Secretive Surveillance Court Skips Talking to Privacy Advocates
Despite the Freedom Act's passage, the FISA Court opted not to consult a privacy panel on its first opportunity to do so.
The secretive court that oversees U.S. spying programs selected to not consult a panel of privacy advocates in its first decision made since the enactment earlier this month of major surveillance reform, according to an opinion declassified Friday.
The Foreign Intelligence Surveillance Court opted to forgo appointing a so-called "amicus" of privacy advocates as it considered whether the USA Freedom Act could reinstate spying provisions of the Patriot Act even though they expired on June 1 amid an impasse in the Senate.
The Court ruled that the Freedom Act's language—which will restore the National Security Agency's bulk collection of U.S. call data for six months before transitioning to a more limited program—could revive those lapsed provisions, but in assessing that narrow legal question, Judge Dennis Saylor concluded that the Court did not first need confer with a privacy panel as proscribed under the reform law.
"The statute provides some limited guidance, in that it clearly contemplates that there will be circumstances where an amicus curiae is unnecessary (that is, 'not appropriate')," Saylor wrote. "At a minimum, it seems likely that those circumstances would include situations where the court concludes that it does not need the assistance or advice of amicus curiae because the legal question is relatively simple, or is capable of only a single reasonable or rational outcome."
Saylor reasoned that in decisions where the "outcome is sufficiently clear" and that reasonable jurists would agree, the appointment of privacy panel is not required by the Freedom Act. "This is such an instance," Saylor concluded.
But some privacy advocates were rankled by the Court's reasoning, and suggested Saylor was too relaxed in his discussion regarding when privacy experts should be called on to weigh in on a decision.
"Propriety in the spirit of the USA Freedom Act is when the decision at hand were to have an impact on the rights of individuals, not necessarily when the Court conjectures that a decision is self-evident," said Amie Stepanovich, U.S. policy manager at Access, an international digital-rights organization. "It is the job of the amicus to raise issues that may not be readily apparent on first blush, meaning that what first may appear to be a clear-cut decision actually raises underlying questions.
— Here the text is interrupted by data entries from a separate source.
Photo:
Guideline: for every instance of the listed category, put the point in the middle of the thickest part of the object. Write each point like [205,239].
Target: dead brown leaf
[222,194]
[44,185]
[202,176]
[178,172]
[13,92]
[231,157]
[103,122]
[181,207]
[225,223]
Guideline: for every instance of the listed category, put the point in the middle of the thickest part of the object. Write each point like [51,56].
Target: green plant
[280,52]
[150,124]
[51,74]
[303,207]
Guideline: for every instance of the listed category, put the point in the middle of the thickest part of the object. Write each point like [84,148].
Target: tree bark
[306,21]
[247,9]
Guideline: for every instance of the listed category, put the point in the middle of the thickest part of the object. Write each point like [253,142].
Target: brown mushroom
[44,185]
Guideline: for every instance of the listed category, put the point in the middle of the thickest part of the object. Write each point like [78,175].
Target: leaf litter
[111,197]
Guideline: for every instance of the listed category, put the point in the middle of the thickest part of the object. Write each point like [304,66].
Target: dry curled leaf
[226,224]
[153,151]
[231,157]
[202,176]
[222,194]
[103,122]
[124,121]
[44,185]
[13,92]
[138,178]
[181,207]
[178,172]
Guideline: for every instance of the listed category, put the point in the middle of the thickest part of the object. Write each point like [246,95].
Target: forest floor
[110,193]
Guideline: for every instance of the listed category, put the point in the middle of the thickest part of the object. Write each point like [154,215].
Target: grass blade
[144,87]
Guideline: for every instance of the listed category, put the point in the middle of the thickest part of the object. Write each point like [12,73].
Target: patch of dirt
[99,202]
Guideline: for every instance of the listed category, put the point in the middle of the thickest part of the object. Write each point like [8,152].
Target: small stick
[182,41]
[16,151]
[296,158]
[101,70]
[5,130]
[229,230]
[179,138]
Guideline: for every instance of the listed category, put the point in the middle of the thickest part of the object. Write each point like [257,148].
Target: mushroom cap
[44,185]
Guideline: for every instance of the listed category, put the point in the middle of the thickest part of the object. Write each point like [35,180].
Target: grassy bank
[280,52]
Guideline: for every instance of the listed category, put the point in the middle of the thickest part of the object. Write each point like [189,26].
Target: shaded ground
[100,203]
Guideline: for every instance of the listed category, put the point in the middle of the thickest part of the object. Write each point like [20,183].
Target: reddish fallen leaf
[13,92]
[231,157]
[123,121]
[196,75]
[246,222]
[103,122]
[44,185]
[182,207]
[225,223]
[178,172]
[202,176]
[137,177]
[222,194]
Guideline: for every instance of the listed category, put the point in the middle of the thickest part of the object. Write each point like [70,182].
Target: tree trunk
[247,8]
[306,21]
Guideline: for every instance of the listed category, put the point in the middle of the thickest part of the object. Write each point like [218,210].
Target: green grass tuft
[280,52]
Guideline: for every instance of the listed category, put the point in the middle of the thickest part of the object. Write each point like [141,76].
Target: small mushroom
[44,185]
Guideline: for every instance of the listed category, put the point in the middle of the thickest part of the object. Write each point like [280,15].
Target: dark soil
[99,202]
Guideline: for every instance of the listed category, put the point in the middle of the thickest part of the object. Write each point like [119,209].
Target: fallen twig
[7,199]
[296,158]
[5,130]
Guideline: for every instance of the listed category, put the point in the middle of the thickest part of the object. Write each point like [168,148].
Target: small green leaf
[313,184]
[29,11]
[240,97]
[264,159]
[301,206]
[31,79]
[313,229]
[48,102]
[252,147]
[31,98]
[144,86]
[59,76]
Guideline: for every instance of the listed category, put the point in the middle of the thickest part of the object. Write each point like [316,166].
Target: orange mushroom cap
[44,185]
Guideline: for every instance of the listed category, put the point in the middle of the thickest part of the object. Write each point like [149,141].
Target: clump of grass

The Court must respect the presumption of the statute in favor of appointing the amicus."
Many civil-liberties organizations that supported the Freedom Act view its creation of a privacy panel as one of the law's strongest and most important provisions. The FISA Court has long been derided as a "rubber-stamp" for government surveillance orders—a criticism that has only grown more pronounced in the two years since the Edward Snowden revelations began.
Friday's declassified opinion did not restore the NSA's controversial phone dragnet, but it set the stage for the Court to do so. The Freedom Act will effectively end the mass-surveillance protocol, first exposed publicly by Snowden, but only after a six-month transition period during which the NSA prepares to switch to a more limited program. Under the new system, the NSA will be able to collect call metadata from phone companies only on an as-needed, generally targeted basis after obtaining approval from the FISA Court.
The decision notes that the Justice Department applied for a new surveillance order on June 11 but "factual details of the applications are classified, and not necessary to resolve the issue addressed in this opinion."